Expurguemos, fragmentemos, a ideia de Deus. Vejamos se o que resta é digno de ser chamado de divino. Separados todos os atributos de Deus, sobra apenas um nome. Um nome é uma palavra. Não é um deus. Porém, só através das palavras nos podemos socorrer para falar dele. Se fragmentarmos uma cadeira, se lhe retirarmos peça a peça, o que sobra? Por um lado, sobra – novamente – um nome. Cadeira sem os atributos da cadeira, sem a sua substância, é apenas uma palavra oca. Em termos materiais, o que resta da cadeira fragmentada? O que fica no lugar da cadeira? Puro espaço. Resta puro espaço, que é o que dá à cadeira a possibilidade de o ser, porque nenhum objecto é sem estar delimitado por uma dimensão espacial. E Deus? Partindo do princípio que existe uma materialidade que é Deus, o que resta da fragmentação do divino? Que tipo de espacialidade, de dimensão geométrica pode dar a tal objecto a possibilidade de ser, de se delimitar? Por outro lado, se o próprio espaço material é uma ideia, o que resta da cadeira talvez seja isso mesmo – pensamento. O espaço material esfuma-se para dar lugar a qualquer coisa inefável e exterior ao pensamento, algo que não podemos verdadeiramente conhecer, por ser puro objecto. O mais próximo do nada, sendo ainda alguma coisa. É a espacialidade de Deus também ela, em última instância, pensamento? Nosso pensamento?
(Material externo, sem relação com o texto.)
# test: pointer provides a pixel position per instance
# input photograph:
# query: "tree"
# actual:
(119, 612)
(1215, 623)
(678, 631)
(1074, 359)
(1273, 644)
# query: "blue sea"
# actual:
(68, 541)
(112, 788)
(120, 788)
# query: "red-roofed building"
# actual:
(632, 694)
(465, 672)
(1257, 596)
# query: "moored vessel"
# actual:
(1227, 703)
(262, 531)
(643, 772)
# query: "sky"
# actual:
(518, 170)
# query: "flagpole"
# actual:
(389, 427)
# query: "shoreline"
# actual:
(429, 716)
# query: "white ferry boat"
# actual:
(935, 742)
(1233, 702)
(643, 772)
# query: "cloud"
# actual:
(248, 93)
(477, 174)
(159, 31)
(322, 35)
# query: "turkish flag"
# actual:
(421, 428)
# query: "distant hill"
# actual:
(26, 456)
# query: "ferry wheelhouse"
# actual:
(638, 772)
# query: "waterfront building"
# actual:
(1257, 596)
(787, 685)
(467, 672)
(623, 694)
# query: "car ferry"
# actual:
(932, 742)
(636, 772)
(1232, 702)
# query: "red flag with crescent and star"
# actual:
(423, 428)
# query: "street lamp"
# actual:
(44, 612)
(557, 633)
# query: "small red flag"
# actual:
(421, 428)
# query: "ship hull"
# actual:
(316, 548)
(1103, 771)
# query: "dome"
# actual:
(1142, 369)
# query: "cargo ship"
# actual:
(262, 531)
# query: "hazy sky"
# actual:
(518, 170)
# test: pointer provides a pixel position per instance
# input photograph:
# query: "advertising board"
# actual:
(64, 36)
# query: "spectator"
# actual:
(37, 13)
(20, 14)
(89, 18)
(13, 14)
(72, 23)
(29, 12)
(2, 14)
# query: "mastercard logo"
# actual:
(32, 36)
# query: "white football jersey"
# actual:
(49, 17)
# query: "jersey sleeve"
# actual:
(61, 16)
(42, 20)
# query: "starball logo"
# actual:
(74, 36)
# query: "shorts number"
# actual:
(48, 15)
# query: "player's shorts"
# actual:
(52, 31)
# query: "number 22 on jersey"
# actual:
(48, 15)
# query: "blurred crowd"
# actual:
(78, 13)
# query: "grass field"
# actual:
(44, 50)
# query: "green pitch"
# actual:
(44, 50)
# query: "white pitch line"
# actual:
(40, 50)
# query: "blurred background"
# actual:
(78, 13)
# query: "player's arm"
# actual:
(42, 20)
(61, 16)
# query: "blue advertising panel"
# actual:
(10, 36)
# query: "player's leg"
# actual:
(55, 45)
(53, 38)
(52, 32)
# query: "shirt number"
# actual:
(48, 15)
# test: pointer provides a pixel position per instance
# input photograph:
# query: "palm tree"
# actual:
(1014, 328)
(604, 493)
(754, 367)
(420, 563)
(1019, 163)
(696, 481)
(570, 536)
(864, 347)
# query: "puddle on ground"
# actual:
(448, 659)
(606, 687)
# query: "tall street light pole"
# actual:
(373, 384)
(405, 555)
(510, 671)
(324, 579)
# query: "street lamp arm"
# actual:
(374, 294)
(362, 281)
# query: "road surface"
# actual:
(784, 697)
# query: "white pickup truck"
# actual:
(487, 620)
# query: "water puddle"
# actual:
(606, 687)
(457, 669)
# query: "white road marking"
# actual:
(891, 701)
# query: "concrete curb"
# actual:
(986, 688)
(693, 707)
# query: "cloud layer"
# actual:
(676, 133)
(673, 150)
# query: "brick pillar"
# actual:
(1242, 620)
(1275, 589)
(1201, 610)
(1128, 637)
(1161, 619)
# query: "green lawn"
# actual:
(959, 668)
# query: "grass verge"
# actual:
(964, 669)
Contudo, se procuro deslindar os limites, a espacialidade onde se integra Deus, apenas me ocorre uma ideia – infinito. Contudo, o espaço material, esse mesmo onde se integra a cadeira, só é espaço porque é limitado e ao mesmo tempo limita, ou delimita. Espaço infinito é espaço nenhum. A infinitude do espaço é a negação da possibilidade de delimitação. Espaço ilimitado não contém objectos limitados. É Deus limitado, ou ilimitado? Assim, se Deus for infinito não pode estar contido ou delimitado por qualquer espacialidade. Existe sem espaço, ou fora dele. Diz-se que duas rectas se cruzam no infinito, ou que qualquer recta faz parte do arco de uma circunferência infinita. Porque não afirmar que o infinito de Deus encontra os seus limites no infinito? Se o centro de um universo infinito está em todo o lado, porque não dizer que o centro de Deus está por toda a parte?
O que me leva, mais uma vez, a cair na tentação de dar atributos a isso que não conheço, e chamo Deus?
Pensemos a ideia contrária. Deus é nada. Não existe. Assim, o infinito é apenas o infinito. Este não contém nada. Talvez nem o próprio infinito exista ou seja. Mais uma ideia, uma palavra. Existe apenas universo, materialidade, o que posso ver através dos meus olhos, ou de instrumentos científicos diversos. O que posso calcular ou prever. Se assim é, elimino todos os paradoxos? Posso acreditar na finitude e na delimitação, mesmo sabendo que para além dos limites do universo algum tipo de espacialidade tem de existir para permitir a sua progressão? Posso acreditar na finitude e na delimitação, mesmo sabendo que me é difícil compreender que antes do primeiro momento de expansão universal – Big Bang – nada existia? De onde veio, então, o tudo? Não é o próprio universo, na sua materialidade, que se oferece ao paradoxo, à infinitude e à absoluteidade?